CN218414590U - Omnibearing photoelectric detector - Google Patents

Abstract

The utility model discloses an all-round photoelectric detector, all-round photoelectric detector include reflection cone mirror, clear glass pipe, photoelectric detector, convex lens and encapsulation casing, the reflection cone mirror with the encapsulation casing is established separately the both ends of clear glass pipe, photoelectric detector with convex lens all locates in the clear glass pipe, convex lens sets up photoelectric detector top protrusion in the top of encapsulation casing. The utility model provides an all-round photoelectric detector compares in current photoelectric detector can further solve the problem that can not all-round received light.

Description

Omnibearing photoelectric detector

Technical Field

The utility model relates to a photoelectric detection field especially relates to an all-round photoelectric detector.

Background

At present, common photoelectric detectors are basically of a plane receiving type, the receiving angle of the common photoelectric detectors has a blind zone, the receiving angle and the receiving range of some detectors are increased by adding a lens in front of a detecting element, but the receiving angle is smaller than 180 degrees, the receiving direction is only limited to be right in front of the detector, and the problem of omnibearing is solved by installing a plurality of detectors in the receiving direction according to different angles.

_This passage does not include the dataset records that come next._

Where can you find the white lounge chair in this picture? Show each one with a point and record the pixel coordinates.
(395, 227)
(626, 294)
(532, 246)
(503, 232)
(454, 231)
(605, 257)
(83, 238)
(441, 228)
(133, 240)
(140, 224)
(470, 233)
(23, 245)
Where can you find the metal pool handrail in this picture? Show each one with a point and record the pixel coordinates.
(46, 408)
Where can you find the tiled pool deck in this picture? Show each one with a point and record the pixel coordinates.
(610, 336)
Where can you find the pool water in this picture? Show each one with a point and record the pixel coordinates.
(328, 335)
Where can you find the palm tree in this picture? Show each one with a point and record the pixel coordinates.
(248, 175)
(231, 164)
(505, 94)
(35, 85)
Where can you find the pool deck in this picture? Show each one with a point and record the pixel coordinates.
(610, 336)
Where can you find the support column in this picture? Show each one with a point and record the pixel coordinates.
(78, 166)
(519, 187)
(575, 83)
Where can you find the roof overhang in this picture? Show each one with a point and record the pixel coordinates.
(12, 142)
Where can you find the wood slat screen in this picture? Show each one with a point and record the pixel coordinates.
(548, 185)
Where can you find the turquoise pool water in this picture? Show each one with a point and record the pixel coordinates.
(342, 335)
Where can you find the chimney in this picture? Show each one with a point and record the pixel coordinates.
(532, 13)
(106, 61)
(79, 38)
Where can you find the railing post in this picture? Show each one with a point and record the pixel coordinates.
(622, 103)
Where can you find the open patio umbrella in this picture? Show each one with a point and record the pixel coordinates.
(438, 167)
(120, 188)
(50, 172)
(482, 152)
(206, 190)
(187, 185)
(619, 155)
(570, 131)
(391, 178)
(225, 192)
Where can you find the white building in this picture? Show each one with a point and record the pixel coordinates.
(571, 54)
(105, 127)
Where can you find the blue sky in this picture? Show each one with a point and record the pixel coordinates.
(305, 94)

SUMMERY OF THE UTILITY MODEL

The main object of the present invention is to provide an omnidirectional photoelectric detector, which aims to solve the above technical problem.

In order to achieve the above object, the utility model provides an all-round photoelectric detector includes reflection cone mirror, clear glass pipe, photoelectric detector, convex lens and packaging casing, the reflection cone mirror with packaging casing sets up separately the both ends of clear glass pipe, photoelectric detector with convex lens all locates in the clear glass pipe, convex lens sets up photoelectric detector top protrusion in packaging casing's top.

In one embodiment, the reflecting conical mirror comprises a mounting plate, a mounting body and a conical reflecting mirror arranged on the outer wall surface of the mounting body, the mounting plate seals the end part of the transparent glass tube, and the mounting body is connected with the mounting plate and is positioned in the transparent glass tube.

In one embodiment, the mounting body comprises a columnar connecting part and a conical mounting part which are connected, the columnar connecting part is connected between the mounting plate and the conical mounting part, the peripheral wall of the columnar connecting part is in contact connection with the inner wall surface of the transparent glass tube, and the conical reflector is mounted on the conical mounting part.

In one embodiment, the package housing is a cylindrical hollow housing with openings at two ends, a blocking plate is convexly arranged on the inner wall surface of the package housing, and the blocking plate is connected with the end of the transparent glass tube.

In an embodiment, the blocking plate includes an annular plate and an annular bottom plate, two sides of the annular plate are respectively connected to the inner wall surface of the package housing and the outer wall surface of the transparent glass tube, the annular bottom plate is protruded from the bottom end of the annular plate along the axial direction of the package housing, and the bottom end of the transparent glass tube is connected to the annular bottom plate.

In an embodiment, the omnidirectional photodetector further includes an optical filter disposed between the photodetector and the convex lens.

The technical scheme of the utility model among, after light shines on the reflection awl mirror through transparent glass pipe, penetrate to set up photoelectric detector after focusing on the convex lens after the refraction on, and the light of direct irradiation on the convex lens also can penetrate to photoelectric detector after focusing on, therefore all light of projecting on the convex lens all can be focused on, can receive more light energy like this. Compare in prior art can further solve the problem that can not all-round received light.

Drawings

In order to more clearly illustrate the embodiments of the present invention or the technical solutions in the prior art, the drawings used in the embodiments or the prior art descriptions will be briefly described below, it is obvious that the drawings in the following description are only some embodiments of the present invention, and for those skilled in the art, other drawings can be obtained according to the structures shown in the drawings without creative efforts.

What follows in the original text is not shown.